The Science of Magic

Posted on December 19, 2008


The latest edition of the New Scientist has an interesting article pointing to research into the cognitive basis of magicians methods for misleading people. In other words, into the quirks and limitations of human cognising that are revealed by our susceptibility to magic tricks.

The article is based around a couple of papers that have recently appeared. The first is “Attention and awareness in stage magic” by group of neuroscientists and magicians that includes Teller and James Randy:

Just as vision scientists study visual art and illusions to elucidate the workings of the visual system, so too can cognitive scientists study cognitive illusions to elucidate the underpinnings of cognition. Magic shows are a manifestation of accomplished magic performers’ deep intuition for and understanding of human attention and awareness. By studying magicians and their techniques, neuroscientists can learn powerful methods to manipulate attention and awareness in the laboratory. Such methods could be exploited to directly study the behavioural and neural basis of consciousness itself, for instance through the use of brain imaging and other neural recording techniques.
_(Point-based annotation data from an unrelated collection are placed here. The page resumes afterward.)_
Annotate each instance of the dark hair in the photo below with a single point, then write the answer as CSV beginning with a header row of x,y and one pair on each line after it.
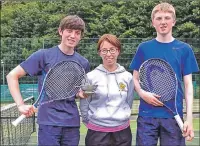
x,y
72,22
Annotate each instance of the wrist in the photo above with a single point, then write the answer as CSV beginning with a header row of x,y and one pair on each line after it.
x,y
18,105
77,95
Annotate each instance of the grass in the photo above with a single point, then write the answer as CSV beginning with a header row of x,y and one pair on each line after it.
x,y
83,129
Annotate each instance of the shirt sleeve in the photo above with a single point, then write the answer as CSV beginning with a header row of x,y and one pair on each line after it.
x,y
189,64
34,64
137,59
130,95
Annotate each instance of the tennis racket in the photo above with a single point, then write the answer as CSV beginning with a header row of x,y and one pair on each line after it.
x,y
62,81
157,76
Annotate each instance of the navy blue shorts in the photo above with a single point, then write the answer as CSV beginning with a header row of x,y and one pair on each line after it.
x,y
150,129
58,136
119,138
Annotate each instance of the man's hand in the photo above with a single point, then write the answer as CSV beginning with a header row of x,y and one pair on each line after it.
x,y
27,110
188,131
82,94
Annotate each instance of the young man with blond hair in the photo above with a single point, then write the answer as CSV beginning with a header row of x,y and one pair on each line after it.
x,y
58,121
154,120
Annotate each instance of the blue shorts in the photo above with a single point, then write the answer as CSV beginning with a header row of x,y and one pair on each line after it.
x,y
150,129
57,136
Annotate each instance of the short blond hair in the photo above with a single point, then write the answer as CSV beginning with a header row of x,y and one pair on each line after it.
x,y
163,7
112,39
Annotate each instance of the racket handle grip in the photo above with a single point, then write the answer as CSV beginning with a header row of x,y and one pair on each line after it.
x,y
18,120
179,121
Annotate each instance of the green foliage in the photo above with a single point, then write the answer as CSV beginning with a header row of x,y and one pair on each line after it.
x,y
36,23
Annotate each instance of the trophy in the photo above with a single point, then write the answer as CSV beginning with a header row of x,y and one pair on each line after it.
x,y
87,87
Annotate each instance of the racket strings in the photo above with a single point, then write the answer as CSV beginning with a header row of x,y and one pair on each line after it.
x,y
158,77
62,79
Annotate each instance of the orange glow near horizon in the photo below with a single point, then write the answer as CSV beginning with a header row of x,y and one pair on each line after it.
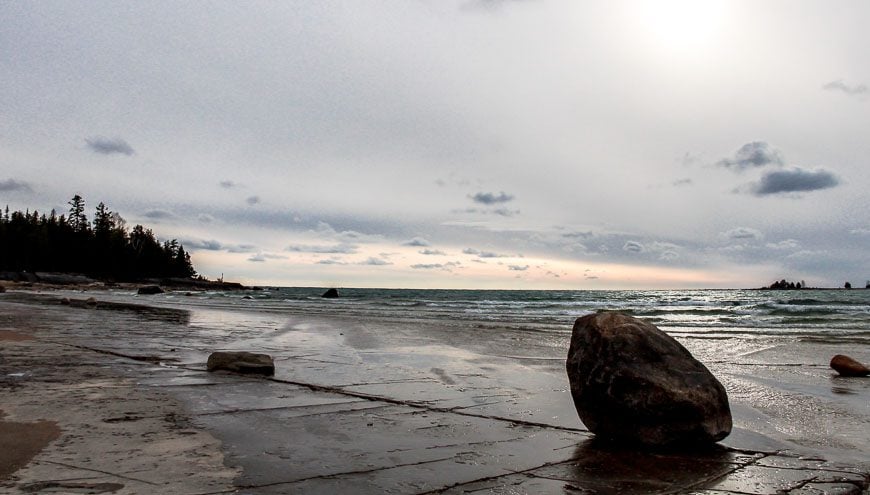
x,y
454,271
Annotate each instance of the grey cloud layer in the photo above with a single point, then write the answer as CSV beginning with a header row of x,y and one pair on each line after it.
x,y
489,198
752,155
12,185
341,248
794,180
852,90
109,146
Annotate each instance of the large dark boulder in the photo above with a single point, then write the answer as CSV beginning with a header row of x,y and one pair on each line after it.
x,y
241,362
846,366
150,289
633,383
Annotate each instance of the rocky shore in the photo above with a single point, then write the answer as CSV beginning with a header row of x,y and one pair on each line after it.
x,y
117,399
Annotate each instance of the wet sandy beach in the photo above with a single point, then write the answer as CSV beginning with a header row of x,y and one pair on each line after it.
x,y
381,407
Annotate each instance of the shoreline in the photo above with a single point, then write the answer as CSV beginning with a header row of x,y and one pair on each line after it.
x,y
373,405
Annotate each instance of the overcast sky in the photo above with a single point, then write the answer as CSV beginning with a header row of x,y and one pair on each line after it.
x,y
455,143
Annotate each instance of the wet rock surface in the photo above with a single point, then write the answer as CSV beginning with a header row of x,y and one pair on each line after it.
x,y
633,383
846,366
366,418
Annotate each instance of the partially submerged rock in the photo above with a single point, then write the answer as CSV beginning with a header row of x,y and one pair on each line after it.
x,y
241,362
633,383
150,289
846,366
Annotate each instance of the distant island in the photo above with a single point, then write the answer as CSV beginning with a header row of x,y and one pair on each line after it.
x,y
787,285
104,249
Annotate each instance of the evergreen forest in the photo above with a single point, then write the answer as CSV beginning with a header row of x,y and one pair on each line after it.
x,y
104,248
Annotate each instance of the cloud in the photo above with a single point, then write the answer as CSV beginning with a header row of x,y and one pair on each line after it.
x,y
10,185
484,254
417,242
578,235
106,146
427,266
840,85
491,198
633,247
241,248
341,248
794,180
158,214
260,257
786,244
331,261
505,212
752,155
743,233
206,245
375,262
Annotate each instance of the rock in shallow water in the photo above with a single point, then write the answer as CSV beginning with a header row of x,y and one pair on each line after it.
x,y
846,366
633,383
150,289
241,362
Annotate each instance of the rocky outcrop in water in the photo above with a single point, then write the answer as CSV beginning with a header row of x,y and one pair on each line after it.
x,y
241,362
633,383
149,290
846,366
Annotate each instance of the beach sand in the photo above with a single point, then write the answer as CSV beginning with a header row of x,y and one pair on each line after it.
x,y
118,401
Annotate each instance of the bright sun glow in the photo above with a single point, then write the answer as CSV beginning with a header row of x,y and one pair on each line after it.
x,y
681,25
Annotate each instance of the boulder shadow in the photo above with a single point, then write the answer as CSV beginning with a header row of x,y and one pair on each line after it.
x,y
604,468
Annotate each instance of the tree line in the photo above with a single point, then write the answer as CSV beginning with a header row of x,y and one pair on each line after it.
x,y
104,248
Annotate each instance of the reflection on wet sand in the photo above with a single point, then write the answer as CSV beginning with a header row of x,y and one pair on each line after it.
x,y
602,468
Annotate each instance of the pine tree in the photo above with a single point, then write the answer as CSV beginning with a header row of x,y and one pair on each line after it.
x,y
77,218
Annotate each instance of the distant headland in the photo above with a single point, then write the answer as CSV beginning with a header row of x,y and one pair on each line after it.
x,y
789,285
70,249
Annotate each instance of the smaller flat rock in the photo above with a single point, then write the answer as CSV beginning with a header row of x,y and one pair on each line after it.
x,y
241,362
846,366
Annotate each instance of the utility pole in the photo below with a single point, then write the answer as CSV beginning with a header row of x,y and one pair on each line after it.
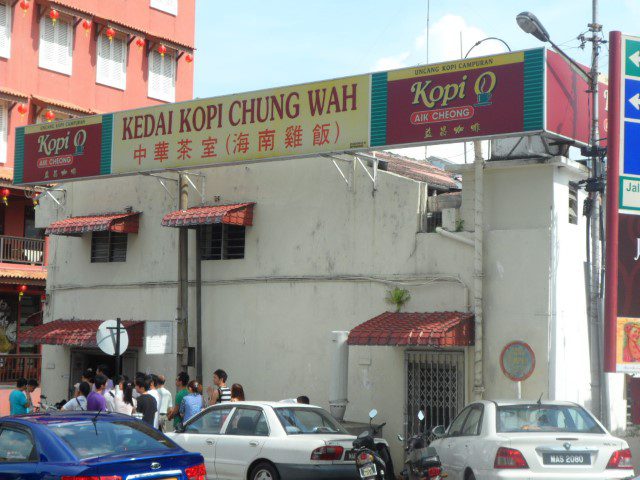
x,y
599,391
182,312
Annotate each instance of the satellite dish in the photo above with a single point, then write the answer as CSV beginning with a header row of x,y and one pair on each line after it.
x,y
106,337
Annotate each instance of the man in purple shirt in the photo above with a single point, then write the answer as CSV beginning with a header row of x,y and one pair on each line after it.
x,y
95,400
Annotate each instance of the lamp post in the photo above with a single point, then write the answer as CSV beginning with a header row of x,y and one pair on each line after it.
x,y
594,186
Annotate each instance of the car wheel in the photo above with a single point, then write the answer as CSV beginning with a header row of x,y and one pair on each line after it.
x,y
264,471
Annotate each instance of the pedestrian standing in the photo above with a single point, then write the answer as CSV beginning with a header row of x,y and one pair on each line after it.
x,y
125,403
182,380
146,404
191,404
220,393
95,400
166,401
18,398
80,400
237,393
104,370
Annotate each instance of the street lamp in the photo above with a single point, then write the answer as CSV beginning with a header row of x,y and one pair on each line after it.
x,y
484,40
529,23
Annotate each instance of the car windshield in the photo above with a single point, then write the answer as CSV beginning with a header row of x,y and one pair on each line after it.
x,y
298,421
89,439
545,418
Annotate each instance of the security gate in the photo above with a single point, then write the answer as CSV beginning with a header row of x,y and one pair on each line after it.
x,y
435,385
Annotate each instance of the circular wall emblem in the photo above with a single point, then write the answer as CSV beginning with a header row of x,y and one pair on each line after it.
x,y
517,361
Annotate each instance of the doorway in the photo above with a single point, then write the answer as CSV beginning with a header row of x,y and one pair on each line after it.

The second article is entitled “Towards a science of magic”:

It is argued here that cognitive science currently neglects an important source of insight into the human mind: the effects created by magicians. Over the centuries, magicians have learned how to perform acts that are perceived as defying the laws of nature, and that induce a strong sense of wonder. This article argues that the time has come to examine the scientific bases behind such phenomena, and to create a science of magic linked to relevant areas of cognitive science. Concrete examples are taken from three areas of magic: the ability to control attention, to distort perception, and to influence choice. It is shown how such knowledge can help develop new tools and indicate new avenues of research into human perception and cognition.

I am yet to read either of the articles but it sounds like they are mostly arguing for a new methodology rather than examining significant new results. Having said that it does sound to me like a very interesting avenue to pursue. My enthusiasm for this approach should not be surprising given that my own concentration on superstitions is not that different both in focus and in aims.